If you’re reading this blog, you probably know that women are underrepresented in physics—women make up only 20% of undergrad physics majors. You may not know that every year, about 15,000 students choose to major in undergraduate physics (3000 of those are women). So what would it take to bring women’s representation in undergraduate physics up to parity? Just 9000 additional women choosing to major in physics. And here’s where you and the other 27,000 high school physics teachers in the United States come in.

All it takes for women to reach parity in undergraduate physics is for each high school physics teacher in the US to recruit one additional woman to major in physics once every three years.

When you think about it this way, it sounds simple. Surely we high school teachers can reach this modest goal.

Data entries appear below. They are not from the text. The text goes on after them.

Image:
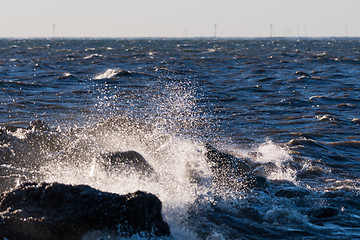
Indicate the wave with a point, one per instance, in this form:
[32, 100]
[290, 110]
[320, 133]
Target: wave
[112, 73]
[199, 185]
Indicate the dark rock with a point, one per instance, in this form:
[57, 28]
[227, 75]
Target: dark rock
[264, 169]
[292, 192]
[59, 211]
[39, 125]
[302, 73]
[250, 213]
[256, 182]
[129, 160]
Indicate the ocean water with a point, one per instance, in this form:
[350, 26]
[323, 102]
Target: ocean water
[290, 108]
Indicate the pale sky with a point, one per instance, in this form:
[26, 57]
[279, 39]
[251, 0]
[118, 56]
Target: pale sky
[174, 18]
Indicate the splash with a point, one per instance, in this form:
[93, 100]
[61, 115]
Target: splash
[275, 158]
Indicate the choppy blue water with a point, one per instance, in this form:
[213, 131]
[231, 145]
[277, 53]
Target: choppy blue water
[291, 107]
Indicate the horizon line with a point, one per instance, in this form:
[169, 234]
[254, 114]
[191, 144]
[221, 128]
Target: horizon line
[200, 37]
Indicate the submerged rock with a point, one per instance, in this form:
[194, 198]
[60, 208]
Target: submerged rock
[59, 211]
[292, 192]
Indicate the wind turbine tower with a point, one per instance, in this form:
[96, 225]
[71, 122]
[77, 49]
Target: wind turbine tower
[54, 30]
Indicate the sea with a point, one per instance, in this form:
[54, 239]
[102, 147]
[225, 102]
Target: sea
[289, 108]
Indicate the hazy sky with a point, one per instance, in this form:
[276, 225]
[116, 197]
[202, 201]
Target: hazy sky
[173, 18]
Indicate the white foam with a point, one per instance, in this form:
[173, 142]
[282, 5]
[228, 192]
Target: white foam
[270, 152]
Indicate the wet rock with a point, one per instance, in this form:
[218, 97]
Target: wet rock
[292, 192]
[38, 125]
[129, 161]
[302, 74]
[225, 165]
[264, 169]
[256, 182]
[250, 213]
[59, 211]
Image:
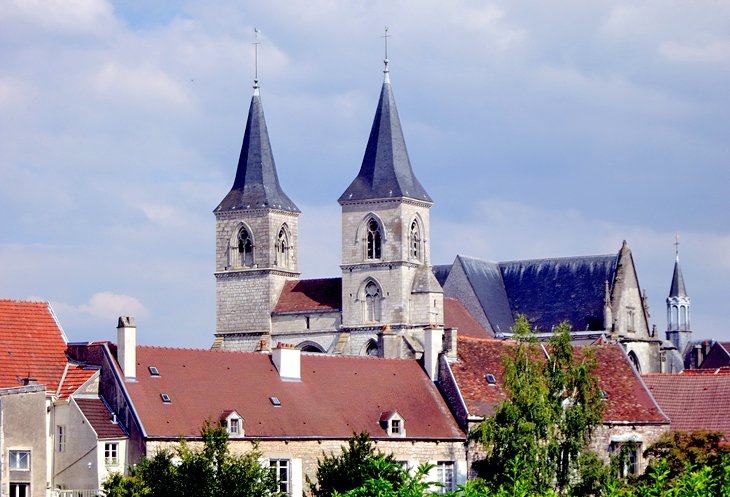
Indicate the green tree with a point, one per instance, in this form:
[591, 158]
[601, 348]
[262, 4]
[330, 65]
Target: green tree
[554, 404]
[358, 463]
[208, 472]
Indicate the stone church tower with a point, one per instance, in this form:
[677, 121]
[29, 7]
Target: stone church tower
[387, 281]
[256, 241]
[678, 311]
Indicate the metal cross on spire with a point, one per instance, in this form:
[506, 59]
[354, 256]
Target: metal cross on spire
[256, 44]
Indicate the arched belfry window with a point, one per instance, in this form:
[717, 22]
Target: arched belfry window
[242, 248]
[374, 239]
[414, 246]
[282, 247]
[373, 297]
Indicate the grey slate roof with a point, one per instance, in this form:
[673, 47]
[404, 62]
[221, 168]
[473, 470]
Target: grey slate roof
[256, 185]
[549, 291]
[677, 289]
[386, 170]
[546, 291]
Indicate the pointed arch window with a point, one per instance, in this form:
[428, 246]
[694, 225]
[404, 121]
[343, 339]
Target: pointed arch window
[373, 297]
[414, 247]
[374, 239]
[244, 248]
[282, 248]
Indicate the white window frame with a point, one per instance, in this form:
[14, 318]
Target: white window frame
[60, 438]
[111, 453]
[280, 465]
[445, 475]
[19, 460]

This is why when I was approached to be a part of an NSF grant to Mobilize Teachers to Increase Capacity and Broaden Women’s Participation in Physics, I was thrilled to participate.

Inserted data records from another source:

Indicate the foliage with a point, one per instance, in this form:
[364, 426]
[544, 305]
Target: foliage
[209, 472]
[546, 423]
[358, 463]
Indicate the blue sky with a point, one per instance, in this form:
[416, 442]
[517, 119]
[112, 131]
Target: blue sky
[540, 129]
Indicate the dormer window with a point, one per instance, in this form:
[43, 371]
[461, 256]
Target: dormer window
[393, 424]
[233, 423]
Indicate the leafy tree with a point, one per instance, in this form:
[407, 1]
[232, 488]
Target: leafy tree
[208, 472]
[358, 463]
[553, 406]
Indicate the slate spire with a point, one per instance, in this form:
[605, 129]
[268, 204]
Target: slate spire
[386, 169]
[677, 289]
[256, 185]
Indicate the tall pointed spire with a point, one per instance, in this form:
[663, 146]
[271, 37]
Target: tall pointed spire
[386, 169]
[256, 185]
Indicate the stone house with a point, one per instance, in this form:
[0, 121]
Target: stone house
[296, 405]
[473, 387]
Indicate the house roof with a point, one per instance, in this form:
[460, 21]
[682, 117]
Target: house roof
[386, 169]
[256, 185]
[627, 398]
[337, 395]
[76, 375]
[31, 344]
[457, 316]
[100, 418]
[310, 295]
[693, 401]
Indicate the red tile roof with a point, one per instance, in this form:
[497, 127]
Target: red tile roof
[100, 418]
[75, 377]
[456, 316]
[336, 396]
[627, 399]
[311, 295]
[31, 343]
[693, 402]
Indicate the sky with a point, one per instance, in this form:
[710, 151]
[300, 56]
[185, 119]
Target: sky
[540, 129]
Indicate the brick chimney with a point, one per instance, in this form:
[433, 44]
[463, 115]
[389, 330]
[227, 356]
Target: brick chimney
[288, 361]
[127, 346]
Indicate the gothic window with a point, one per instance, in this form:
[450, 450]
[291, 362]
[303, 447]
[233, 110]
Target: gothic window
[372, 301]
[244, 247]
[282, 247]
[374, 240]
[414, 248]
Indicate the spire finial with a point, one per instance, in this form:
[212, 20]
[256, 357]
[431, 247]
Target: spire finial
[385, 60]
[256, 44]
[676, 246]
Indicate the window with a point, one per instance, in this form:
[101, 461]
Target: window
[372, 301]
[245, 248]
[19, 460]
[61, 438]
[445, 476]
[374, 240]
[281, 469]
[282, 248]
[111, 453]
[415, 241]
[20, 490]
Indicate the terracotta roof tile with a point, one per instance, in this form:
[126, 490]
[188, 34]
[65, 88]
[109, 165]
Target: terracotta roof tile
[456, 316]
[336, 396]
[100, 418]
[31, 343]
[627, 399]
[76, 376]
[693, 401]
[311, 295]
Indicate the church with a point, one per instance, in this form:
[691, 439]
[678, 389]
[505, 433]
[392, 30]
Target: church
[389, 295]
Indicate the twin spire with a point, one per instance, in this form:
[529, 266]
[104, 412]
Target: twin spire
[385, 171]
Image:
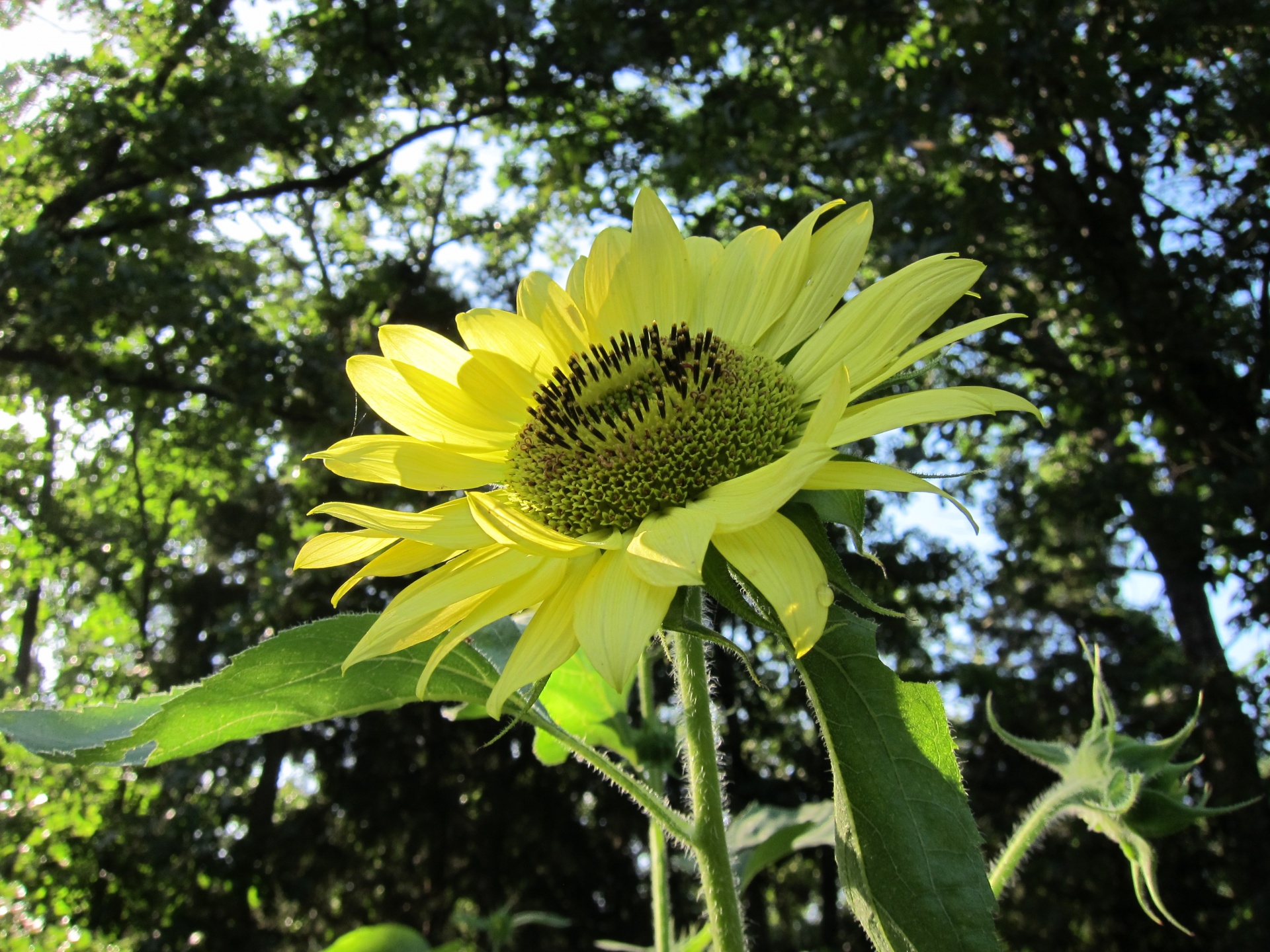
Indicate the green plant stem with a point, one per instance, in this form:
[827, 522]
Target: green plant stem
[704, 783]
[653, 804]
[659, 869]
[1047, 809]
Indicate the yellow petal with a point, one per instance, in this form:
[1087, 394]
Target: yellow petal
[512, 337]
[425, 349]
[736, 282]
[783, 277]
[462, 412]
[460, 579]
[393, 397]
[616, 615]
[520, 593]
[342, 547]
[404, 559]
[937, 343]
[656, 268]
[546, 303]
[777, 556]
[423, 629]
[611, 247]
[879, 323]
[668, 546]
[753, 496]
[837, 251]
[890, 413]
[448, 524]
[509, 526]
[702, 255]
[828, 412]
[549, 639]
[512, 379]
[577, 287]
[861, 475]
[404, 461]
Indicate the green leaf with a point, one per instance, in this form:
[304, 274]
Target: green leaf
[291, 680]
[59, 734]
[736, 593]
[388, 937]
[908, 850]
[683, 617]
[845, 507]
[812, 526]
[587, 706]
[762, 836]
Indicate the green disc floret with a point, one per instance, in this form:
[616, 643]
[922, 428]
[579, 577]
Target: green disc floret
[648, 423]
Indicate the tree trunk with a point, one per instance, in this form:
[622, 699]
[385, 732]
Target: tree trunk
[27, 643]
[1226, 734]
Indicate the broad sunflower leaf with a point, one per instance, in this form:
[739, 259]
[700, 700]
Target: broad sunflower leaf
[586, 705]
[845, 507]
[291, 680]
[761, 836]
[908, 850]
[810, 522]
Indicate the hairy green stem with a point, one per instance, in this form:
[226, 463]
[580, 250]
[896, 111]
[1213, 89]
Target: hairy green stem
[1047, 809]
[659, 867]
[704, 785]
[653, 804]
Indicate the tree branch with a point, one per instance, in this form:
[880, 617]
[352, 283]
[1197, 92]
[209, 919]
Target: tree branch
[327, 182]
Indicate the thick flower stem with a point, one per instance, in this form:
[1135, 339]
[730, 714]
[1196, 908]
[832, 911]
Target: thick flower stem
[654, 804]
[659, 867]
[704, 783]
[1047, 809]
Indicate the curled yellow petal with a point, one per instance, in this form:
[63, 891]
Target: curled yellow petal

Earlier this week, I and 8 other teachers from around the nation met in Miami to work with researchers from Florida International University, Texan A&M Commerce, APS and AAPT to offer feedback on two lessons that are designed to encourage women to pursue physics majors. The first lesson is designed to help students see that majoring in physics gives students a broad set of skills that are applicable to a wide range of careers, and the second is a specific intervention to address underrepresention of women in physics and the role that unconscious bias plays in this underrepresentation.

This is going to be a multi-year project, and I will be sharing more about it as our work continues, but for now, I did want to pass along a few great resources I discovered during our meeting.

First, here’s a great one page summery of research proven strategies you can employ in your classroom engage and encourage female students in physics.

Here are a couple of papers from Professor Hazari’s research group about her research into encouraging women to study physics:

Finally, I want to say that this work is much harder than it sounds, especially when we think about how deeply ingrained unconscious bias and sexism are in our culture. At one point in our conversation, we had been discussing ways to successfully recruit women for about an hour, when one of the researchers pointed out that for the past hour, men had been speaking for 75% of the time—this is a room of teachers and researchers with strong understanding of gender bias and a common goal of increasing women’s representation in our field. A number of people in the room quickly tried to justify this result, noting that only 3 out of the 8 teachers in the group were women. But, after about 45 minutes more discussion, the ratio had dropped considerably—men only spoke for 66%. These statistics were provided by the awesome website, Are men talking too much? , which lets you quickly track the gender composition of any meeting.

Screen Shot 2017 07 23 at 2 22 57 PM

My takeaway: we need to use tools like this to make ourselves more aware of gender bias and to hold ourselves accountable to do something about it.

I’m very excited to be a part of this project and look forward to writing much more about it in the future.